Her pancakes and her tablet were, and still are, legendary. Who is to know which grandchild has the elusive recipes?
It was always certain that she would win something at the Rural event the day before the annual cattle show.
We all know she was a big gambler. Never been heard not to win a raffle anywhere anytime even without buying a ticket. Lotteries of every description and to be fair she won a few, much to the disappointment of her dear friend and paper boy David Crossley.
She loved her volunteering spell at ArCaS and always looked forward to it. Meeting up with her friends for a chat and a cuppa made her day.
Never a great holidaymaker, rather she catered for visitors to the farm. Many became great friends and visited year after year without fail.
That is not to say she did not travel. Twice to both Canada and Australia to visit friends, family and distant relatives which she enjoyed immensely. On the whole though, people came to visit Janet.

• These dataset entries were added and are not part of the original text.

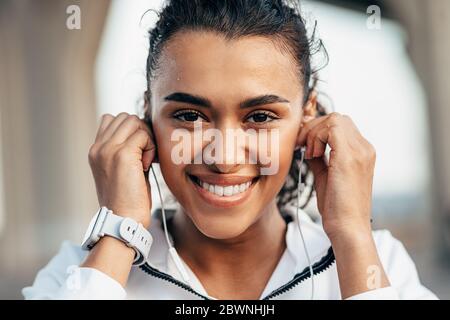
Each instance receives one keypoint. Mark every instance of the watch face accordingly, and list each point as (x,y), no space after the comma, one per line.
(91,236)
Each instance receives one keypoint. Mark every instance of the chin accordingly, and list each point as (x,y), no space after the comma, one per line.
(221,228)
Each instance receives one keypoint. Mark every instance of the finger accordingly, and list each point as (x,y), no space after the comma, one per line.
(109,131)
(320,143)
(141,140)
(312,136)
(127,128)
(307,127)
(106,119)
(319,169)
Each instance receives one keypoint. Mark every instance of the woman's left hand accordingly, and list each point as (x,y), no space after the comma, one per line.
(344,185)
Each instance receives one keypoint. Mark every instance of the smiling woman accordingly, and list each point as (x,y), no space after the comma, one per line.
(236,233)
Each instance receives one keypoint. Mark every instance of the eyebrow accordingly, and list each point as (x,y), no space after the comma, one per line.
(204,102)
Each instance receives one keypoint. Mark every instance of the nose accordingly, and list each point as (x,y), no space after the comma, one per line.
(230,152)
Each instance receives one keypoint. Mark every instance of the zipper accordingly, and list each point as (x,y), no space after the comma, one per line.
(318,267)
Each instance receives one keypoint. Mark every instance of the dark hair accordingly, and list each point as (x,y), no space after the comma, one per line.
(279,20)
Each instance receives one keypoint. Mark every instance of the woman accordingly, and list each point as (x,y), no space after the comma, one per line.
(242,65)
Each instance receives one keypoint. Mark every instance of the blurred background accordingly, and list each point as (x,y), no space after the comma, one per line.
(64,63)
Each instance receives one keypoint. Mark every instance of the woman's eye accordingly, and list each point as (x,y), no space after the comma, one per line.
(261,117)
(188,116)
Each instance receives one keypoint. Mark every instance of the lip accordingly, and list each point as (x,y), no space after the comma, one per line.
(219,201)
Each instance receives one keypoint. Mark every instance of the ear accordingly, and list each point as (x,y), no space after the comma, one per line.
(310,108)
(148,120)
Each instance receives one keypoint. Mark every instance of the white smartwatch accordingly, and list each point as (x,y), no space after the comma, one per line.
(127,230)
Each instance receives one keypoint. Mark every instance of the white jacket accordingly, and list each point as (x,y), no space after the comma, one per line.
(63,279)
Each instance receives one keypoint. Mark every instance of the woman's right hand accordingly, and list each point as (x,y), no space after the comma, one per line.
(119,158)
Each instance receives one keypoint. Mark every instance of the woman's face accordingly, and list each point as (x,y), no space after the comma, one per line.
(205,80)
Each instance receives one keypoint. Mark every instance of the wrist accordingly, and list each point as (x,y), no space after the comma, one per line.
(350,236)
(139,215)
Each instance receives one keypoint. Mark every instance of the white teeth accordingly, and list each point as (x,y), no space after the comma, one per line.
(218,190)
(225,191)
(228,191)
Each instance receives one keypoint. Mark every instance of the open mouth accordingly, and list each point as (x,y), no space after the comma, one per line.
(224,193)
(223,190)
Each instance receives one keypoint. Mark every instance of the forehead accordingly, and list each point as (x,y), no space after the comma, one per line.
(207,64)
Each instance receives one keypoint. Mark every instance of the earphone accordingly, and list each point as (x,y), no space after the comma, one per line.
(300,189)
(176,258)
(172,251)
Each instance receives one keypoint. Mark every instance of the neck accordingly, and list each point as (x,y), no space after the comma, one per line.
(254,253)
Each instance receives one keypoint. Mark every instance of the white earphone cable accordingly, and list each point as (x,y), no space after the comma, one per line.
(172,251)
(300,188)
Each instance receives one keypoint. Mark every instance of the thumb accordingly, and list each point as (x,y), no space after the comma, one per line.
(319,169)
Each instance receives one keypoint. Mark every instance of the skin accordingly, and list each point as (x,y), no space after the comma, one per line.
(215,241)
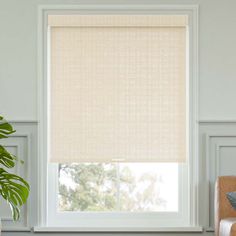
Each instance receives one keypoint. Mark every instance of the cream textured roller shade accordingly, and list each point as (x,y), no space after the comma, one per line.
(117,88)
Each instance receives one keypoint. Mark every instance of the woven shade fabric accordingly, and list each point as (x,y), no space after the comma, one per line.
(117,89)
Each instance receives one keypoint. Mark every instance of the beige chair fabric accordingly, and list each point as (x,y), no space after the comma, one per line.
(223,209)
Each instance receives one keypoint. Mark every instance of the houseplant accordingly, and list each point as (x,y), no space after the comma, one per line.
(13,188)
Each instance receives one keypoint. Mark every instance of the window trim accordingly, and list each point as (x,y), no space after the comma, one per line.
(192,12)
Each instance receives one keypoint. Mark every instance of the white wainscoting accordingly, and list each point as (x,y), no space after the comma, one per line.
(217,157)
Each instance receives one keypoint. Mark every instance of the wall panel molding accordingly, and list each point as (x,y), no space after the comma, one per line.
(214,142)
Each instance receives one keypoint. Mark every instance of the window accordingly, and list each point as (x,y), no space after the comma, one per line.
(118,145)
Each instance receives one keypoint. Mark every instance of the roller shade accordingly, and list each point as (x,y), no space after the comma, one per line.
(117,88)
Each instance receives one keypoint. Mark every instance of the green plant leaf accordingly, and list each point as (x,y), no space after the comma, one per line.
(5,128)
(15,190)
(7,159)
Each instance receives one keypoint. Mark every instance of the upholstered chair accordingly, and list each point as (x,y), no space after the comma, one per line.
(225,214)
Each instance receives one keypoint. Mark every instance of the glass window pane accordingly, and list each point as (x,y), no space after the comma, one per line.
(129,187)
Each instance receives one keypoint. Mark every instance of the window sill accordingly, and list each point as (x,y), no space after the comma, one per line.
(113,229)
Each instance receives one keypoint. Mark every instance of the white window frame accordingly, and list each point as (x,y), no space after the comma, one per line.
(190,221)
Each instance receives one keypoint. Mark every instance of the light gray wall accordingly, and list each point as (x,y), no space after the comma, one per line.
(217,78)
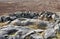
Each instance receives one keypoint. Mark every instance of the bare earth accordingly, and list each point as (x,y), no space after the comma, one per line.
(29,5)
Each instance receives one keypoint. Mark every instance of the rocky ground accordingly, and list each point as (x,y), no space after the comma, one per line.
(30,25)
(29,5)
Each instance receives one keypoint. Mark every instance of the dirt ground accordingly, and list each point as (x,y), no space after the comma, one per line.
(7,6)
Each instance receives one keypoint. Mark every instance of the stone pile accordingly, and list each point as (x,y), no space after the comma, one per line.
(18,25)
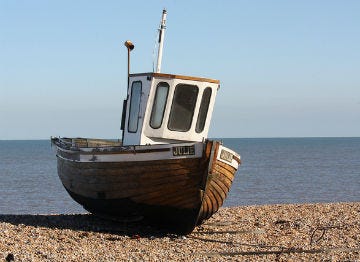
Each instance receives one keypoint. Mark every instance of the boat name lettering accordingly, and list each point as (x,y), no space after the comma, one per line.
(225,155)
(183,150)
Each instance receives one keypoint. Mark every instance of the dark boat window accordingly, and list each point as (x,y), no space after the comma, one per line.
(182,108)
(158,109)
(204,107)
(134,107)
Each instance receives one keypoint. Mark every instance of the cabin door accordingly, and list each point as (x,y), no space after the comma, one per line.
(133,123)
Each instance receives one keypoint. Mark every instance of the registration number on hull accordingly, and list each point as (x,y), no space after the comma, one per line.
(183,150)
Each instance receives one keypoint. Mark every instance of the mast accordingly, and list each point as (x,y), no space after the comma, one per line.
(161,40)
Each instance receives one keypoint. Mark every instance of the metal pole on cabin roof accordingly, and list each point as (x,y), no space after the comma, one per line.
(129,47)
(161,40)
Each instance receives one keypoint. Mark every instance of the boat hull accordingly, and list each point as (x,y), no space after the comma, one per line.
(178,191)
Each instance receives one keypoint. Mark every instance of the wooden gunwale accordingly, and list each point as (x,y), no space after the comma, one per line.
(182,77)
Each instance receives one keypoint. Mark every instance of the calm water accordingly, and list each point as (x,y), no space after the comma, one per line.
(281,170)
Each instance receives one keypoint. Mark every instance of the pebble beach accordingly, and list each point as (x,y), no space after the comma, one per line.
(291,232)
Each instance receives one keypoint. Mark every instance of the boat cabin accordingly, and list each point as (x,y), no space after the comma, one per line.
(164,108)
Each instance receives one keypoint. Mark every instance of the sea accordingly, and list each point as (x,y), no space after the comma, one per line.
(273,171)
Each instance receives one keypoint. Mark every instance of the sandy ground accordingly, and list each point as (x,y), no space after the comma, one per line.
(307,232)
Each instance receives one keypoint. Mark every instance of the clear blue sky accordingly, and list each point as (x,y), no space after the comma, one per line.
(287,68)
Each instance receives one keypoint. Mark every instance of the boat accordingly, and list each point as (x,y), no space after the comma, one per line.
(164,168)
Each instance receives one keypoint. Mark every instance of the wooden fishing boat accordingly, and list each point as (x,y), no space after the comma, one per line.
(164,168)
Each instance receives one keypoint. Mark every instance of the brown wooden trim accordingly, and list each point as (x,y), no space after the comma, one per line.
(171,76)
(131,152)
(237,159)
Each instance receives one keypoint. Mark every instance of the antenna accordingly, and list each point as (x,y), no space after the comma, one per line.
(161,40)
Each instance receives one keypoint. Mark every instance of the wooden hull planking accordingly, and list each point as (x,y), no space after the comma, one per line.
(179,193)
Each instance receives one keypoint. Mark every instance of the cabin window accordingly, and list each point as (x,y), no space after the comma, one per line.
(134,106)
(204,107)
(158,109)
(182,108)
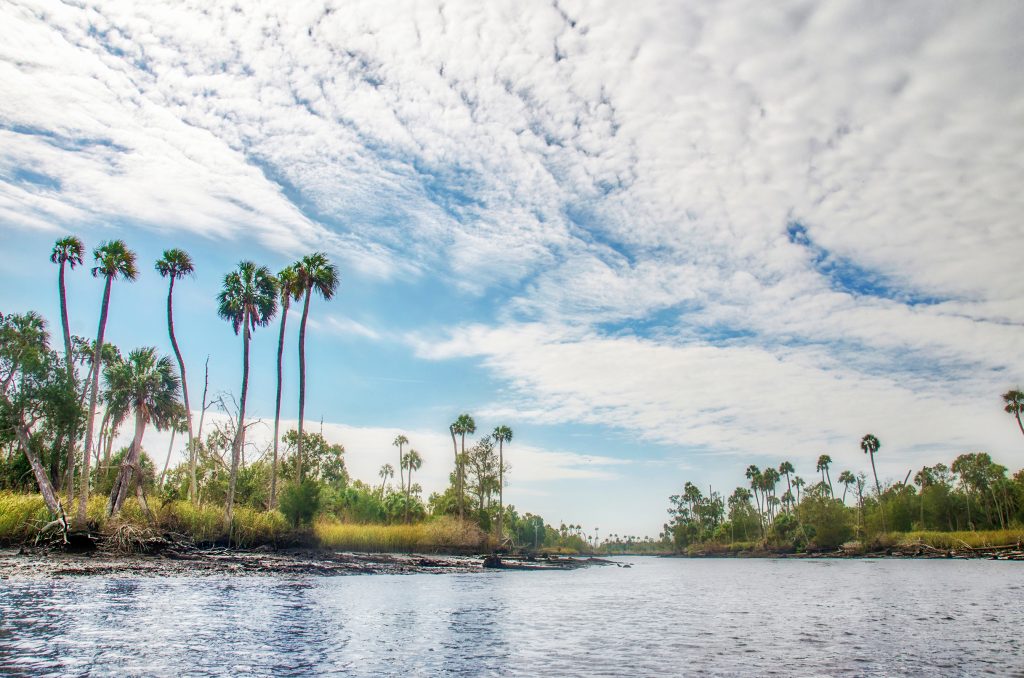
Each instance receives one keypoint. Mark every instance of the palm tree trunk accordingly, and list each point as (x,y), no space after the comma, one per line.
(276,407)
(128,466)
(878,488)
(160,482)
(181,368)
(501,489)
(240,433)
(302,378)
(83,499)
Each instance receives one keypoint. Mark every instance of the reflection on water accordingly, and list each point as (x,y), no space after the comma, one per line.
(660,617)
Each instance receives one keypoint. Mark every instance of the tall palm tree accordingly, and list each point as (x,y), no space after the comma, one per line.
(463,424)
(289,289)
(400,441)
(412,461)
(70,251)
(315,273)
(248,299)
(145,384)
(1014,400)
(502,434)
(114,260)
(785,468)
(846,478)
(824,461)
(387,471)
(173,265)
(870,445)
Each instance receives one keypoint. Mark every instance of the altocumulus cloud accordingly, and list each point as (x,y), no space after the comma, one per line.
(729,225)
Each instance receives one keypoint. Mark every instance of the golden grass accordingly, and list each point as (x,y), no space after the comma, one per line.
(442,534)
(956,540)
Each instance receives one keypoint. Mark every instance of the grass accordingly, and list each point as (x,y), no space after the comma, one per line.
(443,534)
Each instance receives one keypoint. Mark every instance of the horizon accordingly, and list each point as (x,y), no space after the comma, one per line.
(659,246)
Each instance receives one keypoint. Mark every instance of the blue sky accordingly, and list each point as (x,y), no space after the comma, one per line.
(660,243)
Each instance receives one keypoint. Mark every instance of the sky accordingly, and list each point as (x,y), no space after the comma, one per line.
(660,241)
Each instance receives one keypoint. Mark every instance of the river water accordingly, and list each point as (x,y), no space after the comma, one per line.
(659,617)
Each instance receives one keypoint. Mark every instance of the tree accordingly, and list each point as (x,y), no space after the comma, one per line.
(870,445)
(249,298)
(502,434)
(400,441)
(173,265)
(463,424)
(412,461)
(145,384)
(288,285)
(785,468)
(387,471)
(847,478)
(824,461)
(314,273)
(1014,400)
(114,260)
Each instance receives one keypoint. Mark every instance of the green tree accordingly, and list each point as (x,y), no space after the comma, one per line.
(1014,405)
(248,300)
(314,272)
(400,441)
(502,434)
(824,461)
(412,461)
(288,285)
(145,384)
(174,265)
(114,260)
(869,445)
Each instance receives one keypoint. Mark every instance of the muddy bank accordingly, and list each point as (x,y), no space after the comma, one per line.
(264,561)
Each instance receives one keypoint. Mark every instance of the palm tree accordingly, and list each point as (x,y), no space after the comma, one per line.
(173,265)
(462,425)
(289,289)
(412,461)
(147,385)
(387,471)
(502,434)
(823,462)
(314,273)
(248,299)
(68,250)
(870,445)
(847,478)
(114,260)
(399,441)
(785,468)
(1014,399)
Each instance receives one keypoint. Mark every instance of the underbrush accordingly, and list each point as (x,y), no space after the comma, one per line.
(443,534)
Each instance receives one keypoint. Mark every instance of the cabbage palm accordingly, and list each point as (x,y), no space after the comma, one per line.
(502,434)
(824,461)
(145,384)
(412,462)
(463,424)
(114,260)
(289,290)
(248,299)
(1014,399)
(400,441)
(314,273)
(173,265)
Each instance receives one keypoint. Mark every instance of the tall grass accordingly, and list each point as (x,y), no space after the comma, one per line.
(443,534)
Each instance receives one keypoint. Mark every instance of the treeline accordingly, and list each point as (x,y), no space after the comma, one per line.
(60,412)
(779,508)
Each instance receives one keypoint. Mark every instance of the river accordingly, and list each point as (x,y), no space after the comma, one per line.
(659,617)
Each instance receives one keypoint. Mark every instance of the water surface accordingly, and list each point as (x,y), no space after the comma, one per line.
(676,617)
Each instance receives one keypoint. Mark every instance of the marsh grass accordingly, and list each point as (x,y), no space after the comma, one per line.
(443,534)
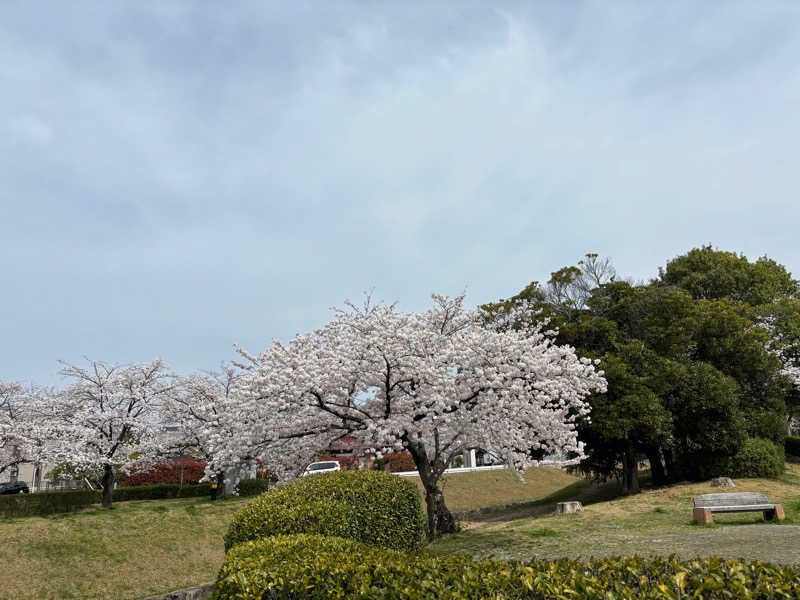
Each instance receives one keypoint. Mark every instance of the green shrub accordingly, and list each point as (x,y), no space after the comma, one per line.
(253,487)
(367,506)
(757,458)
(321,568)
(792,445)
(46,503)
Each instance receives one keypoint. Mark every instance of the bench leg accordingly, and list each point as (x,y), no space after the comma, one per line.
(775,513)
(702,515)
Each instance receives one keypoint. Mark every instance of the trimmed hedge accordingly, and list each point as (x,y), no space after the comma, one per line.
(792,445)
(757,457)
(46,503)
(318,568)
(366,506)
(252,487)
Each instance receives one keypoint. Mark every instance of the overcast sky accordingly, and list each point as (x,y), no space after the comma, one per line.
(177,178)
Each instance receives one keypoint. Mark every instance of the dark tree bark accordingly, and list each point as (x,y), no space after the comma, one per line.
(630,471)
(657,467)
(440,519)
(108,485)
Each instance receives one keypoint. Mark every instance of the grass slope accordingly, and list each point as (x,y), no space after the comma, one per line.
(134,550)
(655,522)
(477,489)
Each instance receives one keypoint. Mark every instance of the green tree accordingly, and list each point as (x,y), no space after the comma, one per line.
(690,373)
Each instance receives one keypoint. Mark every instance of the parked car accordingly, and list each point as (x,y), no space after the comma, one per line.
(324,466)
(14,487)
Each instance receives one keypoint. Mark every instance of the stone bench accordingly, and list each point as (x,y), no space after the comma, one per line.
(707,504)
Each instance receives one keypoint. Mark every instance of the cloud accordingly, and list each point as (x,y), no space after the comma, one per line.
(179,178)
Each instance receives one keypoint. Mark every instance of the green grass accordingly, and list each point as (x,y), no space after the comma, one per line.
(141,548)
(134,550)
(655,522)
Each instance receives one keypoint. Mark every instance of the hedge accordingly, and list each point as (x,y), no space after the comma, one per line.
(46,503)
(758,458)
(252,487)
(792,445)
(311,567)
(367,506)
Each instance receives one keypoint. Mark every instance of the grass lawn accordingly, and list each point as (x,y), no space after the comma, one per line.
(134,550)
(144,548)
(476,489)
(655,522)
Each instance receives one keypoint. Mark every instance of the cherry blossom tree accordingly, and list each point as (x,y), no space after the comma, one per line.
(199,415)
(106,417)
(12,421)
(432,383)
(786,350)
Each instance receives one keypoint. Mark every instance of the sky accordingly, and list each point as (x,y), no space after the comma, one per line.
(177,178)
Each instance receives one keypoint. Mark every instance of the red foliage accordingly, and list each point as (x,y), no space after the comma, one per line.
(400,461)
(193,471)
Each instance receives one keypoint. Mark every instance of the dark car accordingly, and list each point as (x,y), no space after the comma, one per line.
(14,487)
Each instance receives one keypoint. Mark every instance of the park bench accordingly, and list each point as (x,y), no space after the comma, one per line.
(707,504)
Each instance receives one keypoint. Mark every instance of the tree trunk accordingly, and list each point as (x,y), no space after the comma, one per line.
(440,520)
(630,474)
(669,463)
(657,467)
(108,485)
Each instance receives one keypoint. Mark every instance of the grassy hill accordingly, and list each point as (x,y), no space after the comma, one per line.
(655,522)
(144,548)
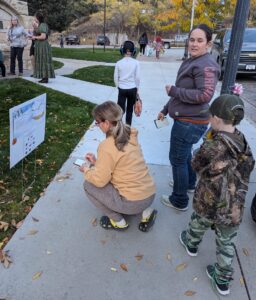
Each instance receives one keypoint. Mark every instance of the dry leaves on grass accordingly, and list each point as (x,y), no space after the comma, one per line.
(5,259)
(4,225)
(17,225)
(190,293)
(32,232)
(169,257)
(63,177)
(124,267)
(113,269)
(246,252)
(181,267)
(138,257)
(37,275)
(94,222)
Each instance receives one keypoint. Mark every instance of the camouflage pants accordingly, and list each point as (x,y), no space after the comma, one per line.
(225,240)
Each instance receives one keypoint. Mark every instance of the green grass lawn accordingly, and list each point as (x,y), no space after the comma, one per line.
(110,55)
(67,119)
(57,64)
(98,74)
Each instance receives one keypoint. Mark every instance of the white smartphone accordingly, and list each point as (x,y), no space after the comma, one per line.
(79,162)
(161,123)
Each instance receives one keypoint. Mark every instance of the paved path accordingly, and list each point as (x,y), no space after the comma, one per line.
(75,258)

With the loss of Duncan in 1997 there was little time for Janet to mourn his passing as the seeds had been sown and the little blighters had found her doorstep. Nothing pleased Janet more than visits from her grandchildren and her great grandchildren for that matter.
Following a successful 90th birthday party, at Kilmory Hall, she enjoyed seeing many of her friends and family again but alas this was to be Janet’s last party. A few months later, after a fall, Janet’s mobility deteriorated and this led her to be confined, for the most part, to her Linnholme cottage at Torrylinn.
Towards the end of her life she was cared for at home by numerous personnel in the health system and her close family. The Covid restrictions curtailed any more visits from friends and family, however remaining at home was a blessing rather than admission to the hospital where severe visiting restrictions applied.
Even her sister Morag who lived less than 100 yards was unable to visit and she described her as ‘not only her sister she was my best friend’.
Brother Lachlan (Lachie) never missed a Sunday phone call which she always looked forward to and he always looked up to his big sister even if she got the first bike those many years ago.
On the morning of the 18th of July, Janet passed away and on her death certificate the cause is listed as ‘old age’ a rare thing these days.
The doctors commented that they had rarely come across such a strong heart but we all knew that anyway.